Read the whole review:
http://www.sfgate.com/cgi-bin/article.cgi?f=/c/a/2008/11/15/DD42144ML3.DTL#ixzz0QlKUREVy
In And Out of the System
Rita Felciano, danceviewtimes.com
November 15, 2008
Excerpt:
In more religious times, truth telling was left to prophets. Today it’s in the hand of artists, in this case nine of them between the age of 16 and 24. “Delinquent” is full of truths that we don’t to want to know about. What’s the percentage of African-Americans in jail relative to the rest of the population? The number of Americans incarcerated in comparison to other countries’ imprisonment rates? We all know—or suspect--the answers to these and some other two dozen troubling questions. They were printed on prison-color orange cards and passed around the audience before the show. What to do with that knowledge hangs over the hour-long work like a murky challenge. It would have been good to see some of those issues more clearly reiterated on stage.
Hennessey, who started his Bay Area career with the legendary Contraband, thinks deeply about the wounds in our society but he doesn’t go for band-aid approaches. He is also a man of the stage and often succeeds in distilling burning issues into captivating theater that shoots for the core but doesn’t hit you over the head. For the impressionistic “Delinquent” he chose to work with young performers. Together they created a work that is rough-hewn but buoyant in its blunt humanity. Cleary these gifted young people, whatever, their backgrounds, are no losers. The piece, however, could have used more stringent dramaturgy.
The setup is simple. The audience is seated in an L-formation around an open performance space.

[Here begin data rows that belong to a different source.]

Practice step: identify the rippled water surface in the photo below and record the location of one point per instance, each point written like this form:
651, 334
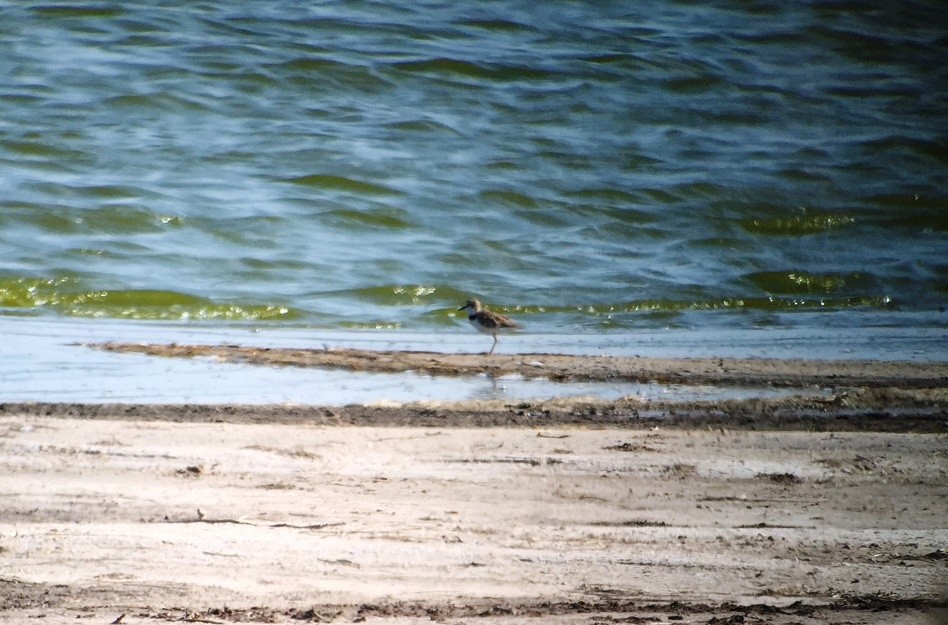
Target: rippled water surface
587, 167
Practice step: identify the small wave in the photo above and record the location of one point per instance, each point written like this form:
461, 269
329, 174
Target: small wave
67, 296
511, 198
804, 283
407, 295
390, 219
496, 25
796, 226
467, 69
341, 183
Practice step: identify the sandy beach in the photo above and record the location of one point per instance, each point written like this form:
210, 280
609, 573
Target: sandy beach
827, 509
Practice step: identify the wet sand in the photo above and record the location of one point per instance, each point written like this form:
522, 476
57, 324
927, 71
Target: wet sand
565, 368
823, 509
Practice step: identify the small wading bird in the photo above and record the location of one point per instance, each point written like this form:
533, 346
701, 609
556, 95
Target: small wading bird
486, 321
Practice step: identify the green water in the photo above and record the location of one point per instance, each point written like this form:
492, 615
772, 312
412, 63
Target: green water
585, 167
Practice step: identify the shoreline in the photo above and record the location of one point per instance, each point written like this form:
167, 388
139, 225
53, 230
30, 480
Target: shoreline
566, 368
227, 522
806, 508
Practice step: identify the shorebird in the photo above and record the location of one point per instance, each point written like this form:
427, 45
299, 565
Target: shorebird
486, 321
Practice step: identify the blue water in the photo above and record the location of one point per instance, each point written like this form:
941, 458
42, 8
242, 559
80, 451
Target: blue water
590, 168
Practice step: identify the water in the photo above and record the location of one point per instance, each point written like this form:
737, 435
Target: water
592, 168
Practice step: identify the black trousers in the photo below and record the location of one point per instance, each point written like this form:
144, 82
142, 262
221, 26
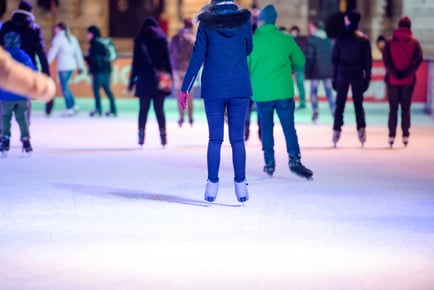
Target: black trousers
158, 102
399, 96
357, 88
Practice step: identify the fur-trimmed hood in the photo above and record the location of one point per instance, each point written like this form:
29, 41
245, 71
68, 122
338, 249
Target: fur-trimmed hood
223, 16
22, 17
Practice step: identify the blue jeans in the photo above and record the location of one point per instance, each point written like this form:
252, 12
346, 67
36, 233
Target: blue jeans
215, 114
327, 83
64, 77
285, 112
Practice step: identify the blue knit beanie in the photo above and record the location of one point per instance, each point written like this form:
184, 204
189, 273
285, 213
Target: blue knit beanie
12, 40
268, 14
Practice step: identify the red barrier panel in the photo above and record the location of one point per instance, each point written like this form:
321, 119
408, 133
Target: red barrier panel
81, 84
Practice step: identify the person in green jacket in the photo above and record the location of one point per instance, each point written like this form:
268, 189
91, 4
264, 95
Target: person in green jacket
270, 64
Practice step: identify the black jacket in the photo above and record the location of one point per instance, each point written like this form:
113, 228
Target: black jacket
352, 57
319, 58
30, 32
97, 58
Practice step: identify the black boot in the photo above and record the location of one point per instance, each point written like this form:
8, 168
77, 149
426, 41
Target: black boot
299, 169
27, 148
269, 168
4, 144
163, 137
141, 137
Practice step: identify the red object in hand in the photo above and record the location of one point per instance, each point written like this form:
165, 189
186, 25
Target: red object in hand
183, 100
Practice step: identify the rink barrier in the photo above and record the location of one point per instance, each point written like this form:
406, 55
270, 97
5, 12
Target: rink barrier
81, 84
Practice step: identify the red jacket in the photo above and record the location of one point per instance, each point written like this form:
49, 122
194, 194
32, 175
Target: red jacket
402, 56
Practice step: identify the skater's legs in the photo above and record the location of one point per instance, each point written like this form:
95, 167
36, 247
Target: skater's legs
357, 87
266, 116
158, 103
64, 77
393, 97
105, 82
285, 112
145, 103
342, 85
314, 95
406, 96
7, 113
97, 80
215, 114
299, 81
20, 115
329, 94
237, 110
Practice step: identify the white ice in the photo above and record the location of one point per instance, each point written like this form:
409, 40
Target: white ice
91, 210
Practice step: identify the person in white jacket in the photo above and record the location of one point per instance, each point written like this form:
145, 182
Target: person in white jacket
66, 49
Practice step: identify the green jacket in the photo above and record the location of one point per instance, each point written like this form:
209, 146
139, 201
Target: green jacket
275, 55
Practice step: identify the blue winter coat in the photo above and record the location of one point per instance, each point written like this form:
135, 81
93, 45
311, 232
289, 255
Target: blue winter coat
146, 61
223, 42
22, 57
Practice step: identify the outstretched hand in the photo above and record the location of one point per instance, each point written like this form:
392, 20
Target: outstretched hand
183, 96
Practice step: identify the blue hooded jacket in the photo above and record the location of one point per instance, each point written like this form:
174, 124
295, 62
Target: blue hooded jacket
223, 42
22, 57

Along the sides of the stage, two black and white arrows point to the stark options young people have. It is either “Inmate” or “Classmate”. On top of the ceiling’s lighting grill squirms a spread-eagled male performer. He looks like a fly on a squatter.

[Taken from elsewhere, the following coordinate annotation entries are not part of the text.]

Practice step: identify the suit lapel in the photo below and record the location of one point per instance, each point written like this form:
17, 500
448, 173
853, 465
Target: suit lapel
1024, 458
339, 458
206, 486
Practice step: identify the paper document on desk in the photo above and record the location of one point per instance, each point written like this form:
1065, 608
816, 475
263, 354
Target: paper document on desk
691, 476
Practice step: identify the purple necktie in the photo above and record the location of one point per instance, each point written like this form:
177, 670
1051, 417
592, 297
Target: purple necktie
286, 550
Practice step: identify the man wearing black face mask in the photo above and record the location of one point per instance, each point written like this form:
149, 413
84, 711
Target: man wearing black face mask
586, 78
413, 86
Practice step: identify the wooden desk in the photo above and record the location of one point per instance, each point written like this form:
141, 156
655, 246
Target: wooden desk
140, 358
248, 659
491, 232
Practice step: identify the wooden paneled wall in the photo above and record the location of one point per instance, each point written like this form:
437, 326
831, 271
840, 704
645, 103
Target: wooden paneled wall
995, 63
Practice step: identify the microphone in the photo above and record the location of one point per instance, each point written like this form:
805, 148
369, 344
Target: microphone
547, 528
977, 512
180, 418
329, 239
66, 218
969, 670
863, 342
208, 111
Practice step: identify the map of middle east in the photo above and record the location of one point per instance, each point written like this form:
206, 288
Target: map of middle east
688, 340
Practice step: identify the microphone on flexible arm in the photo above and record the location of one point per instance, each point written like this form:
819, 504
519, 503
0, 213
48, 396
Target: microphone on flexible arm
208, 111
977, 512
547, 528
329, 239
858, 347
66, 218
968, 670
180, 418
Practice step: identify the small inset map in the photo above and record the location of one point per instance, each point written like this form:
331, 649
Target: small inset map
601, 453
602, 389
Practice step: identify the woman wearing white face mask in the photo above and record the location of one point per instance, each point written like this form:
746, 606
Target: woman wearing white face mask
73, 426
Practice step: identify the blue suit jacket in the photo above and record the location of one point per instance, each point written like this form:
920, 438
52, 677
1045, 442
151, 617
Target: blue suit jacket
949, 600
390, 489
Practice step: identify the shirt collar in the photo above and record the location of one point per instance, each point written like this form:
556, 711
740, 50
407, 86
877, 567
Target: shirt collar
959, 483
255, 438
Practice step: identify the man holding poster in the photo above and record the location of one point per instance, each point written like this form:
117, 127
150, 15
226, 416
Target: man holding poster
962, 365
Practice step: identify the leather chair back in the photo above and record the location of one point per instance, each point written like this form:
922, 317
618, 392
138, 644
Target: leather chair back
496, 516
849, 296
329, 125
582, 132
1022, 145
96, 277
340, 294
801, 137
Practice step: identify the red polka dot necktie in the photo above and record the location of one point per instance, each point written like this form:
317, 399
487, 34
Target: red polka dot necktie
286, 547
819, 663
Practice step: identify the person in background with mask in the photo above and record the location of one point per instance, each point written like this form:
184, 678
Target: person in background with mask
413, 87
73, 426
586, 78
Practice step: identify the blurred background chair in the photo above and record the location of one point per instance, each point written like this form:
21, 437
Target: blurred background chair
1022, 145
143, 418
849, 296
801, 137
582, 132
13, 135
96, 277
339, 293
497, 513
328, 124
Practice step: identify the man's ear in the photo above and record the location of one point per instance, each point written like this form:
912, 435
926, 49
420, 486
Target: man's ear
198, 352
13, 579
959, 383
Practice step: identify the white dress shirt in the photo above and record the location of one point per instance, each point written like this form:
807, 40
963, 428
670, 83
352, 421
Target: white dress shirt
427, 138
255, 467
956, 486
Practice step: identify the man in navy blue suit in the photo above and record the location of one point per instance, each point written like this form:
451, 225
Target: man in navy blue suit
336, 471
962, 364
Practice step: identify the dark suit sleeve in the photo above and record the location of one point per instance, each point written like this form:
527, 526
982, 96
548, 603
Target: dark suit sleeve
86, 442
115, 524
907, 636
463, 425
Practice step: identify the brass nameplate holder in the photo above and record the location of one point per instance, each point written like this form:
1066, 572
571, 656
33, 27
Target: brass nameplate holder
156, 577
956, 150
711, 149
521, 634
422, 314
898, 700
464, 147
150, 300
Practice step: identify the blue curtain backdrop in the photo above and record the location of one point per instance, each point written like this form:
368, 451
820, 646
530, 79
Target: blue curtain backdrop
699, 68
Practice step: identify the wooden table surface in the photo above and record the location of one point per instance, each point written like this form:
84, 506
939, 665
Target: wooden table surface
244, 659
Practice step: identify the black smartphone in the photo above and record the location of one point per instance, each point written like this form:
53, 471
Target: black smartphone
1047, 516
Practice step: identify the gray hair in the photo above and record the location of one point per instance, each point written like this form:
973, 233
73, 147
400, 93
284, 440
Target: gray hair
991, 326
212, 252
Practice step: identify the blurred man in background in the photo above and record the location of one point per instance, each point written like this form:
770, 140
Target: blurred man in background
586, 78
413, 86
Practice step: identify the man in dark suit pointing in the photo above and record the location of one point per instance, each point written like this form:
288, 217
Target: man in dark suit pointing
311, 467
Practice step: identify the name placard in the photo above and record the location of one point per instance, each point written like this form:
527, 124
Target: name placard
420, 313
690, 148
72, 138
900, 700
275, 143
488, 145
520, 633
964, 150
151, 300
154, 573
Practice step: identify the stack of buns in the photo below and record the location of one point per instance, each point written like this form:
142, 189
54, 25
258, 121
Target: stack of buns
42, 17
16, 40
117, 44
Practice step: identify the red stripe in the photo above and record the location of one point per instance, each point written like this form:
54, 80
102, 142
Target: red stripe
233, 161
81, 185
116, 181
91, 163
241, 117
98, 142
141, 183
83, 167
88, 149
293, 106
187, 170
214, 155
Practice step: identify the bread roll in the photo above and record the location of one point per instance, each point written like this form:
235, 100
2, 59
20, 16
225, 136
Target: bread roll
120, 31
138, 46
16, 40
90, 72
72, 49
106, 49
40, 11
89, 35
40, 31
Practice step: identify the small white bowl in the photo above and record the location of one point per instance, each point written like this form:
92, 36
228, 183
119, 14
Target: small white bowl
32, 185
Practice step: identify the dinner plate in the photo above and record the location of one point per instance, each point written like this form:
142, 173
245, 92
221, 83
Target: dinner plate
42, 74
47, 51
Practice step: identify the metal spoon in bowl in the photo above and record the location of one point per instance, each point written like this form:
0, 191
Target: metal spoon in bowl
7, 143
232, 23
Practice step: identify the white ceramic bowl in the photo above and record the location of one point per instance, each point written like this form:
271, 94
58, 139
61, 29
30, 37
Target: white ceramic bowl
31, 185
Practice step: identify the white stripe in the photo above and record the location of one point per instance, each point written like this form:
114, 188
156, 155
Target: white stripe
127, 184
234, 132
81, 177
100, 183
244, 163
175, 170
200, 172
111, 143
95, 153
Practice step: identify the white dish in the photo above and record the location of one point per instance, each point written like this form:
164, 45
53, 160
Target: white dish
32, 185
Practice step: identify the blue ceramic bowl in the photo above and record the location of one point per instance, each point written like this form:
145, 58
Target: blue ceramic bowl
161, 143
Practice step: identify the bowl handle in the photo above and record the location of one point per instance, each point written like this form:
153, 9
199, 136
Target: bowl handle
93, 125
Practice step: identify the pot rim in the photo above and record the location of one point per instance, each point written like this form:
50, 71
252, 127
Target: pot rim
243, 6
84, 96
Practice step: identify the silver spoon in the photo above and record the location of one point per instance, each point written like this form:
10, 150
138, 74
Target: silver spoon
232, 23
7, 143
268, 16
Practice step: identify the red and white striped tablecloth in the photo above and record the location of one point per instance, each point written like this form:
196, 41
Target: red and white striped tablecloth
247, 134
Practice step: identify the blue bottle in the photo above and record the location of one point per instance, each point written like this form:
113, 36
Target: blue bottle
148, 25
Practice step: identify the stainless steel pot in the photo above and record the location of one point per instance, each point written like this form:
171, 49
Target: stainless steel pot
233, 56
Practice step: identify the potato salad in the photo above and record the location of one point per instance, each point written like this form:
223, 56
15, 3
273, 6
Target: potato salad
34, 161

The cabaret-like “Delinquent” spins through a series of vignettes tied together by a musical collage (by Matt Jones) and choral chanting from “Westside Story’s” ‘Officer Krupke.’ Performed in a circle, these rhythmic incantations seem to act as a bonding ritual before the performers split apart into individual presentations. Suspended in a cocoon-like trapeze, spoken word poet diminutive Constance Castillo starts by reciting a long litany of vital facts. “Half of us have B.A., half us have parents who are divorced, all of us have stolen and were never caught.” Later on Meghan Milam’s poem on the inequalities of life on 24th Street—a neighborhood of the very poor and the very wealthy—ends in a collective howl in mourning people recently lost due to violence. Tracy Piper, an impressive circus performer, folds herself--on trapeze, in a suspended aerial cage and in a Death costume—in so many ways that the body’s natural state disappears like the mental convolutions survival necessitate.
“Delinquent” deals with pervading fear as something that is about to crush you—a wall that tilts precariously, another that falls repeatedly with the dancer underneath barely escaping by split-second timing rolls. Dawon Davis describes his experience in jail as something to make you keep your eyes closed except that “when you open them it’s much harder.” Davis literally gets locked up as the other artists encase him in a box. Davis is a lanky but highly energized Hip Hop dancer whose style sets up an intriguing contrast with the multi-lingual vocabulary of the show’s other African American dancer, Trae Greer. Greer seems to be all about creating space while Davis focus in what happens inside space.